CAN YOU PROTECT HERBAL & FOOD SUPPLEMENTS WITH PATENTS?

Can you protect herbal & food supplements as products or formulations under the current ip legal provisions, to make any investment in research & development worthwhile?

 

The answer is ‘certainly yes‘ – provided, however, the product or formulation is new, inventive and has a technical character.

Intellectual property (IP), such as a patent, is critical in protecting such products or formulations. Patents are the “holy grail” for herbal & food supplements products or formulations. If a company owns a strong patent it benefits from a monopoly in the marketplace that allows the company to exclude competitors from practicing the patented invention for the life of the patent.

Consequently, patent-protected herbal & food supplements allow a company a valuable ‘lead time’ in the marketplace during which to recoup R&D investment, provide a powerful competitive advantage, and allow greater profitability through premium pricing for its patented products or formulations that cannot be obtained elsewhere. For this reason, for example, some dietary-supplement companies are plunging into the pharmaceutical strategy playbook, forsaking public-domain recipes from herbal manuals that cannot be protected, and starting to develop patent-protected products or formulations. The test of what is patentable and what can freely be copied by competitors, is largely dependent on whether the product, formulation or the use thereof is “novel” and ‘inventive’.

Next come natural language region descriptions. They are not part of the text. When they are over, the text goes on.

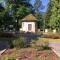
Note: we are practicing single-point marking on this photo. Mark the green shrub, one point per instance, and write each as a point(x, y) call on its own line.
point(40, 44)
point(9, 58)
point(19, 42)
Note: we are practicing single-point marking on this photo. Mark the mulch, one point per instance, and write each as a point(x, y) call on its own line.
point(33, 54)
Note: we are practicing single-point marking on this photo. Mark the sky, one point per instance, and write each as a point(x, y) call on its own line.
point(44, 2)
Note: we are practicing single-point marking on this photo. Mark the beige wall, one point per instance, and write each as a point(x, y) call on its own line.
point(25, 26)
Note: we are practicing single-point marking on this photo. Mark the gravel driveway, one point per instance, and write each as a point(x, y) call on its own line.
point(55, 47)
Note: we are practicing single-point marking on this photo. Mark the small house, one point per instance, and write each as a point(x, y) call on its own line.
point(29, 23)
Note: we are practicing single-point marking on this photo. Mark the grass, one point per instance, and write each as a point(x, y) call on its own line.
point(48, 54)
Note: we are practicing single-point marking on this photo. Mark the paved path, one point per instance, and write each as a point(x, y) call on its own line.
point(55, 48)
point(2, 51)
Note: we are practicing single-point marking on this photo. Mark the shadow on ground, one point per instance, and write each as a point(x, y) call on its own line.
point(28, 39)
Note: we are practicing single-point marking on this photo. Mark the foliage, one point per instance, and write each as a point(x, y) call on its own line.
point(19, 42)
point(40, 44)
point(54, 14)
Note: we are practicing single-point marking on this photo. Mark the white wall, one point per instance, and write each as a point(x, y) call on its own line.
point(25, 26)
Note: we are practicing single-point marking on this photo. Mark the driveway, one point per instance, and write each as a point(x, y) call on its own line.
point(55, 44)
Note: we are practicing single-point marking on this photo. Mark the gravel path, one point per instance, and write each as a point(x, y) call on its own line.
point(55, 48)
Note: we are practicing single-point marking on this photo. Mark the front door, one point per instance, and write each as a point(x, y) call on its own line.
point(29, 27)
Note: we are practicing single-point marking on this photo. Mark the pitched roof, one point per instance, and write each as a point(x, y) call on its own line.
point(29, 18)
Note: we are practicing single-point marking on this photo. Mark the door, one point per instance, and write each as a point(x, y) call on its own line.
point(29, 27)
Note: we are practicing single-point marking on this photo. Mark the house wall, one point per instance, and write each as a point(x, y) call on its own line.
point(25, 26)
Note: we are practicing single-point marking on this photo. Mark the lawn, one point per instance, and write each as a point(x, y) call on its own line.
point(29, 54)
point(32, 53)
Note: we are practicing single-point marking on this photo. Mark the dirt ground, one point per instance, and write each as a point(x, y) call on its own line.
point(30, 54)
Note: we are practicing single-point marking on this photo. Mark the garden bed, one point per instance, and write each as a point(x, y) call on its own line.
point(29, 54)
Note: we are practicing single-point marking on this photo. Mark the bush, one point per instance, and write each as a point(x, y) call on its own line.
point(40, 44)
point(7, 58)
point(51, 35)
point(19, 42)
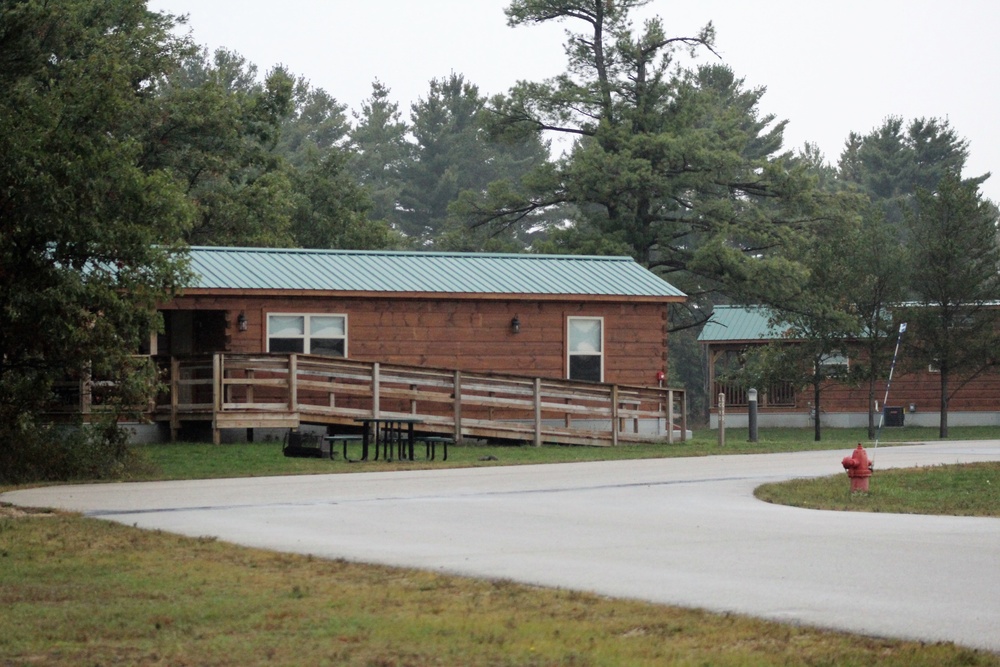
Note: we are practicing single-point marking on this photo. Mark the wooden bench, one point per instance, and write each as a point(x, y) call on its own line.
point(431, 443)
point(307, 445)
point(343, 438)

In order to meet the requirements of being “novel” the product, formulation or the use thereof must not have been disclosed to the public as such. The assessment of novelty is an objective assessment i.e. it was either disclosed or it was not. Remember, a leaf in the forest is still public disclosure, “… even if the wise man hid the leaf there…”!

To meet the requirements of being “inventive’ the product, formulation or the use thereof must be assessed from the point of view of the skilled person’s perception. The test for “inventiveness” is therefore a subjective assessment. In other words, ‘inventive’ is looked upon from the point of view of the skilled person who for example in herbal folklore would understand—based upon appreciation of the common general knowledge—why the various ingredients were put together. Thus, if for example dandelion and rosehip were combined into a recipe as detox, the rationale for the formulation would be obvious to anyone who had read an herbal manual. Such a recipe could be used or copied legally by anyone, but it couldn’t be patented because the knowledge it is based upon is ‘folklore’ which is already, and by definition, in the public domain or available for all to use.

However, if it isn’t obvious, for example, that herb ‘X’ is combined with herb ‘Y’ in a certain species which delivers enhanced efficacy in a way previously unrealised (or because either herb was harvested at a particular time point e.g. early morning), it may be considered to be inventive, and it could then be patented!

Consider the pharmaceutical model that, takes the basic elements of carbon, hydrogen, fluorine, nitrogen, and oxygen and forms them into a new combination (a ‘molecule’) known, in this case, as Atorvastatin, or more popularly as Lipitor, to reduce triglycerides (e.g. cholesterol). That molecule is what the pharmaceutical company patents. With herbal & food supplements, the as yet largely unexploited but patentable model is identical — a herbalist takes individual herbs and imaginatively combines them, not into a single organic molecule but into a new product or formulation that delivers a certain effect on the human body, which effect is technical in nature and thereby certainly patentable.